McLuhan believed that, in a book about the fall and rise of mankind, Joyce’s thunderclaps marked the “reverberating consequences of the major technological changes in all human history”. The first, for example, represented the progress from paleolithic to neolithic times, the beginnings of speech, and the shift from herding to harnessing animals. The third announced the wheel, transport, and the building of cities. The sixth was the Industrial Revolution, and so on.
According to McLuhan’s son Eric, who helped with the work, it took them months to “winkle out the thousands of words [implicit] in the thunders”. Even before that, he added, his father had admired Joyce as a writer of “encyclopedic wisdom and eloquence unparalleled in our time”. Afterwards, he saw him almost as a prophet.

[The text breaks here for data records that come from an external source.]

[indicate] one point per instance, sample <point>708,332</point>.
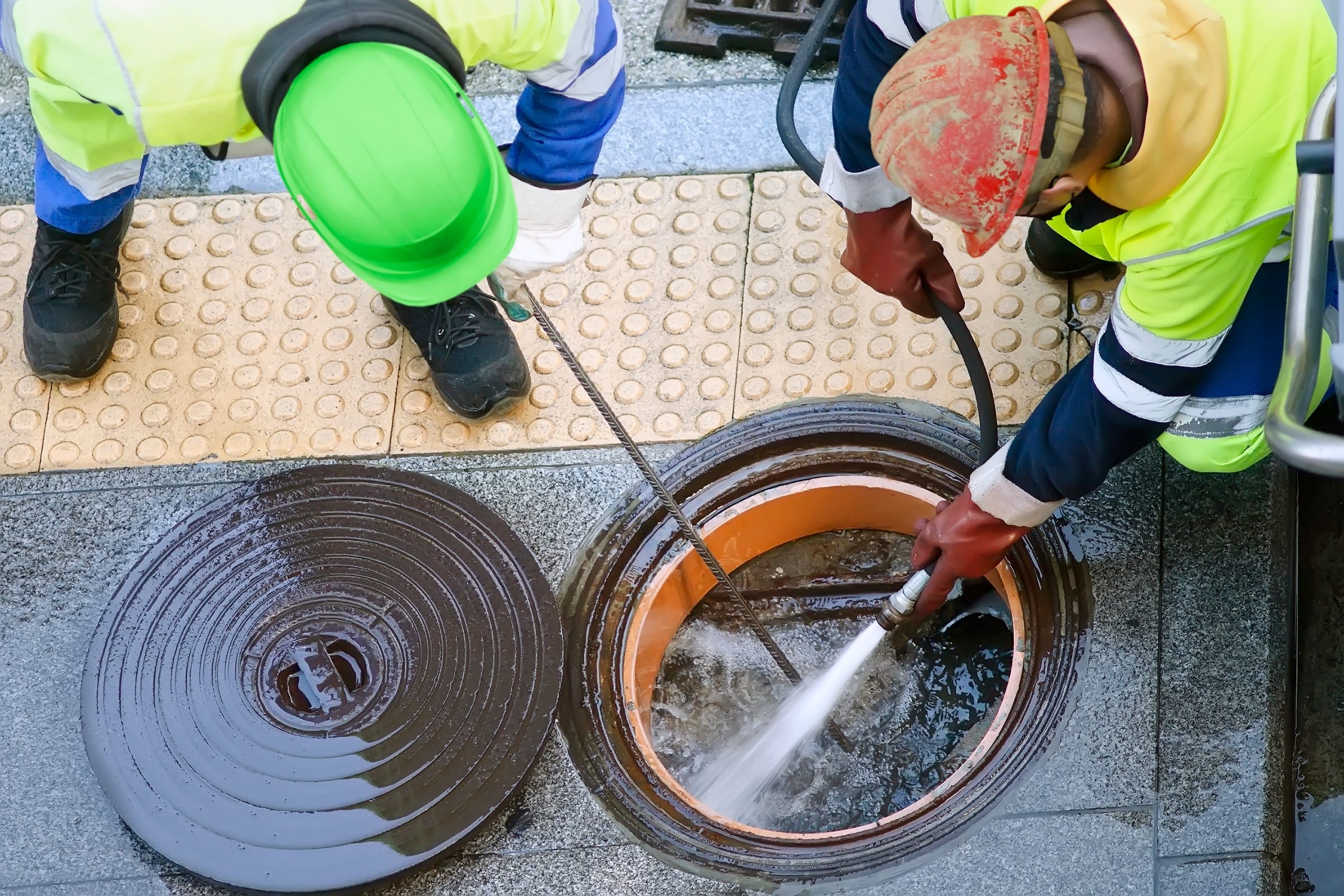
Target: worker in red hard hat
<point>1153,133</point>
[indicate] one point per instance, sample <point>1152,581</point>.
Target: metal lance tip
<point>898,606</point>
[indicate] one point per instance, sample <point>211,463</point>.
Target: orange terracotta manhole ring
<point>804,469</point>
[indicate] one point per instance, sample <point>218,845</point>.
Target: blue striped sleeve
<point>569,107</point>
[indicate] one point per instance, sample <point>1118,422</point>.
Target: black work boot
<point>1055,256</point>
<point>472,354</point>
<point>70,308</point>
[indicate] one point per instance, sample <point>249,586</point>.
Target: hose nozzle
<point>898,606</point>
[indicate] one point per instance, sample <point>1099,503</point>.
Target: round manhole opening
<point>799,481</point>
<point>323,680</point>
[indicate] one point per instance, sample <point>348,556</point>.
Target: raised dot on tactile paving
<point>1006,340</point>
<point>252,343</point>
<point>1089,303</point>
<point>759,355</point>
<point>601,258</point>
<point>881,382</point>
<point>269,208</point>
<point>1011,275</point>
<point>971,276</point>
<point>676,323</point>
<point>246,376</point>
<point>718,321</point>
<point>324,440</point>
<point>1009,307</point>
<point>185,213</point>
<point>136,249</point>
<point>722,287</point>
<point>680,289</point>
<point>628,392</point>
<point>731,187</point>
<point>160,381</point>
<point>1004,374</point>
<point>756,387</point>
<point>604,226</point>
<point>667,424</point>
<point>723,254</point>
<point>881,347</point>
<point>124,350</point>
<point>921,378</point>
<point>765,254</point>
<point>200,412</point>
<point>631,358</point>
<point>764,287</point>
<point>243,410</point>
<point>802,319</point>
<point>637,291</point>
<point>546,362</point>
<point>800,352</point>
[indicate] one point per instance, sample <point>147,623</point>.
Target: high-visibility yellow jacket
<point>1202,206</point>
<point>109,78</point>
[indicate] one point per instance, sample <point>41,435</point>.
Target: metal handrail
<point>1292,399</point>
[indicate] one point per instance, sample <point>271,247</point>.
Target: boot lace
<point>456,324</point>
<point>70,265</point>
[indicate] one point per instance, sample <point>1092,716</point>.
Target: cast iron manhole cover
<point>322,680</point>
<point>709,27</point>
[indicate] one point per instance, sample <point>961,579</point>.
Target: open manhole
<point>812,507</point>
<point>323,680</point>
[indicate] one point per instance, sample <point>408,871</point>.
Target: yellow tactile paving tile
<point>25,409</point>
<point>1092,299</point>
<point>243,338</point>
<point>652,311</point>
<point>812,330</point>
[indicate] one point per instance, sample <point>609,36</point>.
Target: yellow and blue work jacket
<point>1193,215</point>
<point>108,78</point>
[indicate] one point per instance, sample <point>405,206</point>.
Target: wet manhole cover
<point>322,680</point>
<point>811,507</point>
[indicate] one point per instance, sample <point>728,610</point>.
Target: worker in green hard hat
<point>373,133</point>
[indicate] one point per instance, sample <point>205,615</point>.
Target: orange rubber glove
<point>891,253</point>
<point>964,542</point>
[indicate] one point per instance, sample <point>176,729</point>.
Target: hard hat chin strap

It was my mention earlier in the week of Festy King, by the way – the Connemara name shared by one of FW's characters and by the real-life grandfather of CNN's election star John King – that set me reading about McLuhan.
One of Joyce’s thunderclaps occurs in the same chapter that describes the trial involving “a child of Maam, Festy King, of a family long and honourably associated with the tar and feather industries, who gave an address in old plomansch Mayo of the Saxons in the heart of a foulfamed potheen district”.
That is followed by the fourth thunder, which in McLuhan’s world-history scheme presages the coming of markets and the subordination of nature to “greed and power”.
But the Wake’s 10th and final thunder foresaw the rise of “television”, according to McLuhan. So maybe Joyce’s prophetical powers extended to hinting at the career of a real-life Festy King’s grandson.
It must be said that not everyone has found wisdom in Finnegans Wake. Woody Allen may be a case in point, although he too was inspired by Joyce to write a work of his own. His 1975 essay The Irish Genius is a less than reverent treatment of its hero, Sean O'Shawn, "considered by many to be the most incomprehensible and hence the finest poet of his time".
That O’Shawn is a poet might suggest targets other than Joyce. Against that, his name echoes two of FW’s main characters, the bothers Shem and Shaun. And besides, the essay takes as its necessary starting point a spoof poem which Allen then analyses, with references to Joyce, Shaw, and invented others, in the literary equivalent of a drive-by shooting.
One of the fictional characters is "George Fogarty, who convinced O'Shawn to become a poet and assured him he would still be invited to parties". But allowing for comic licence, Allen could be talking about Finnegans Wake when he adds: "Fogarty published a magazine for new poets and although its circulation was limited to his mother, its impact was international."